Introduction

Blau syndrome is a dominantly inherited granulomatous autoinflammatory disease that may present with a classical triad of arthritis, dermatitis, and uveitis. Described in 1985, this familial disease is caused by a variety of mutations affecting the NOD2 gene. It may be sporadic or autosomal dominant. Articular findings may include inflammatory involvement of both small and large joints such as the wrist, knees, ankles, and metacarpophalangeal joints. Dermatitis may present with scaly ichthyosiform or papulo-erythematous rash. The kidneys and liver may be involved but, unlike sarcoidosis, lung involvement does not usually occur. Ocular findings may be present in over 60–80% cases and is usually bilateral. The majority of patients have both anterior and posterior segment inflammation. Other manifestations include chorioretinitis and posterior synechiae. Bilateral chronic panuveitis is common, but intermediate uveitis may also occur. Multifocal scars are usually small and may be inside or outside the arcades. A nodular appearance of the peripapillary area has been observed and is thought to represent choroidal granulomas.

Due to the rarity of the disease, its natural history and outcomes are largely unknown. It may be misdiagnosed as juvenile sarcoidosis or juvenile idiopathic arthritis. Patients with ocular disease may develop significant visual loss due to complications such as cataract, glaucoma, macular edema, retinal detachment, and optic atrophy, among others. Granulomatous inflammation of other organ systems and viscera may lead to severe, life-threatening systemic illness.

Case 1: Visceral Involvement in a Case of Blau Syndrome

An 8-year-old boy was diagnosed with polyarticular juvenile idiopathic arthritis (JIA) at the age of 3 years. The patient complained of painful swelling of the joints and was being managed in pediatric rheumatology clinics. He was started and maintained on methotrexate for the past 5 years. A surveillance biopsy of the liver was performed at a routine follow-up visit as a part of standard of care. On histopathology (Fig. 1), typical noncaseating granulomas were found in the presence of normal background liver parenchyma.

Fig. 1
figure 1

Immunohistochemical features of liver biopsy in a child with Blau syndrome. The histological section shows presence of typical noncaseating granulomas in a background of otherwise normal liver parenchyma (arrow)

The diagnosis was revised to early onset sarcoidosis. Five years later, the mutation for Blau syndrome, i.e., activation of NOD2 signal transduction, was described in the literature and the patient was evaluated for such changes. He was found to have R334W mutation in the NOD2 gene, which is the most common associated variant with the condition. The child was diagnosed with Blau syndrome and kept under close observation. He did not have any ocular manifestations of the condition during the course of the disease.

Case 2: Articular involvement in a case of Blau Syndrome

The younger brother of the patient described in Case#1 was also diagnosed initially with polyarticular JIA due to painful involvement of large and small joints. The diagnosis was revised to Blau syndrome after the results of liver biopsy were obtained for his elder brother. The younger brother was also tested for NOD2 gene mutations and was detected to have the same R334W mutation.

The patient presented with boggy swelling of the joints. Figure 2 demonstrates synovitis of the carpus in the left hand with relatively less degree of joint contracture than what is expected. There were no ocular features of uveitis in both the brothers.

Fig. 2
figure 2

Exuberant “boggy” synovitis of the wrist in a child diagnosed with Blau syndrome

Case 3: Ocular Manifestations in a Child with Blau Syndrome

An 18-month-old boy presented with pyrexia and was found to have a widespread erythematous rash with hepatosplenomegaly and synovitis of his fingers, wrists, and ankles.

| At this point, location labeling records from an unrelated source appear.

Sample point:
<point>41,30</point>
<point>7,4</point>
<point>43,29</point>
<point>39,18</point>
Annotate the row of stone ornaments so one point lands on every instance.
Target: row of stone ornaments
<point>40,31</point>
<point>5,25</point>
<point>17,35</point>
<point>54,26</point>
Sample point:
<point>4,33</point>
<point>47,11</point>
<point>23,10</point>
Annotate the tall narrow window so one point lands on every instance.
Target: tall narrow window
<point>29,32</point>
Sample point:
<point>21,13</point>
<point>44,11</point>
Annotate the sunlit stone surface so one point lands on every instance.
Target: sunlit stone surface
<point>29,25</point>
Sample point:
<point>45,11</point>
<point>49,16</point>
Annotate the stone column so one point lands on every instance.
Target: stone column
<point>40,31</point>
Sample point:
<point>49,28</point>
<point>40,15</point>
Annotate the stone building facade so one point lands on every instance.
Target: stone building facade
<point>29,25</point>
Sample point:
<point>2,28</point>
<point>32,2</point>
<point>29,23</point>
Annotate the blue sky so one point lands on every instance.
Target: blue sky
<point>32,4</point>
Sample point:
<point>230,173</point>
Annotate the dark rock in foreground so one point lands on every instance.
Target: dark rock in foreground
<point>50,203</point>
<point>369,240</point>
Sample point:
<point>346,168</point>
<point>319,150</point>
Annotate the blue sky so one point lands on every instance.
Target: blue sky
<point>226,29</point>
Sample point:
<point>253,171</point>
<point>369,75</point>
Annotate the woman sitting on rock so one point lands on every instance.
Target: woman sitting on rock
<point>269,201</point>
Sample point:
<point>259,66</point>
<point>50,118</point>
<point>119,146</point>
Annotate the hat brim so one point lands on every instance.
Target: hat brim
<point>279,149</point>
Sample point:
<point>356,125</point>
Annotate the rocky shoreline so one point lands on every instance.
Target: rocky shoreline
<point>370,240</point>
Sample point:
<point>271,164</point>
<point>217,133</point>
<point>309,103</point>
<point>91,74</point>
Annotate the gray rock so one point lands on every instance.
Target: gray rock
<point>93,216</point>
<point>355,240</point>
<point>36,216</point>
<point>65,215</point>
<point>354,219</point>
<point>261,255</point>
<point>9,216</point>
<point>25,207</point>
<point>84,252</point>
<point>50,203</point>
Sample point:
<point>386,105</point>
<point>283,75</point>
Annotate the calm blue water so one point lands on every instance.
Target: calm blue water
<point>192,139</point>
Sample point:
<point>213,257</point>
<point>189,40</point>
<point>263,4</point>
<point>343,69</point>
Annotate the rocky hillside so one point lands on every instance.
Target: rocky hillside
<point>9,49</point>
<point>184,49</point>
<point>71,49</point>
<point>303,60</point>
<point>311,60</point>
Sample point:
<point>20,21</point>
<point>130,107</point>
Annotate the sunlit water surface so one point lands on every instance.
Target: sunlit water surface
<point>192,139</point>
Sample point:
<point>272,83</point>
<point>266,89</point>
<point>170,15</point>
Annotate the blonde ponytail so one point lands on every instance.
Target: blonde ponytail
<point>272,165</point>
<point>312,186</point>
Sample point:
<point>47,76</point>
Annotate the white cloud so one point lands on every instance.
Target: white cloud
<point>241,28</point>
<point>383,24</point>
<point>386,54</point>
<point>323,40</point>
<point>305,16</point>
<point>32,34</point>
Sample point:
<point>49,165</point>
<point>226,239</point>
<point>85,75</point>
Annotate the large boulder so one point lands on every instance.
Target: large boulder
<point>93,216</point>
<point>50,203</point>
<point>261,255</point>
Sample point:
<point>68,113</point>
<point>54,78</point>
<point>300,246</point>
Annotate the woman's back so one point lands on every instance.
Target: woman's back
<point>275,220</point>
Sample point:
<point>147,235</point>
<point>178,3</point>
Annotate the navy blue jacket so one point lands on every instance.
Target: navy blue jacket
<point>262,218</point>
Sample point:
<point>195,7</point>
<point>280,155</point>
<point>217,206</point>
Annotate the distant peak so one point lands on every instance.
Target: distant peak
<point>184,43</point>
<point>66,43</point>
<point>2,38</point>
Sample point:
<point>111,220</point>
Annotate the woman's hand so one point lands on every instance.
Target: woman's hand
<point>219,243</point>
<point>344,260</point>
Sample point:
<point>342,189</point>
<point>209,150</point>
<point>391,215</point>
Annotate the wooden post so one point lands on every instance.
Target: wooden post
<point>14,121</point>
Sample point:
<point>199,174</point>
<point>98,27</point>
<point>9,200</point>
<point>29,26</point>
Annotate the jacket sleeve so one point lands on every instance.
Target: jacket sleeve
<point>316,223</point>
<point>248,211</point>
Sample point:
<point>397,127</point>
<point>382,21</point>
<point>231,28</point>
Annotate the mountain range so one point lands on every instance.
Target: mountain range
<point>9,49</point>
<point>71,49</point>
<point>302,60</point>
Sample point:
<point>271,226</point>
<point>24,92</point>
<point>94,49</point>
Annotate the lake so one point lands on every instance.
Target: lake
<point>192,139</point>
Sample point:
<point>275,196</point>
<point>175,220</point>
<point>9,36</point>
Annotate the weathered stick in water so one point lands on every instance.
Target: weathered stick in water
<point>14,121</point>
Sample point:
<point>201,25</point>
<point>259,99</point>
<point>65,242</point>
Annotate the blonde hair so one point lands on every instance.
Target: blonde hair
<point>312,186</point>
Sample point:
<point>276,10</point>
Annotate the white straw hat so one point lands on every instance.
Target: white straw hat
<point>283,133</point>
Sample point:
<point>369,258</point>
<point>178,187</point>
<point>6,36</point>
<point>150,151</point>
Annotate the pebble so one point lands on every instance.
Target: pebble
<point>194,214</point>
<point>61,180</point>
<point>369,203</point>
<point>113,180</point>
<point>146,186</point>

Mild anterior uveitis was detected at the age of 4 years at a routine assessment. The patient went on to develop multifocal choroiditis with bilateral panuveitis and optic disk swelling. Ten years after the initial presentation, the uveitis and systemic symptoms are reasonably well controlled on a combination of methotrexate, infliximab, and oral prednisolone. The patient has also retained good visual acuity (20/25 in both eyes) (Figs. 3 and 4).

Fig. 3
figure 3

Photograph of the left optic disc showing peripapillary atrophy with a nodular border

Fig. 4
figure 4

Ultra-wide field retinal image of the left eye showing multifocal choroiditis with small peripheral chorioretinal scars (white arrows)

Key Points

  • Blau syndrome, or Juvenile Systemic Granulomatous Disease, is a multisystem inflammatory disease which is associated with mutations of the NOD2 gene.

  • Blau syndrome typically presents with a rash and polyarthritis early in childhood which is followed by uveitis.

  • Ocular manifestations include anterior, intermediate, and posterior uveitis. The uveitis is often highly sight threatening but may be managed with systemic immunomodulatory therapy, including the use of biological agents.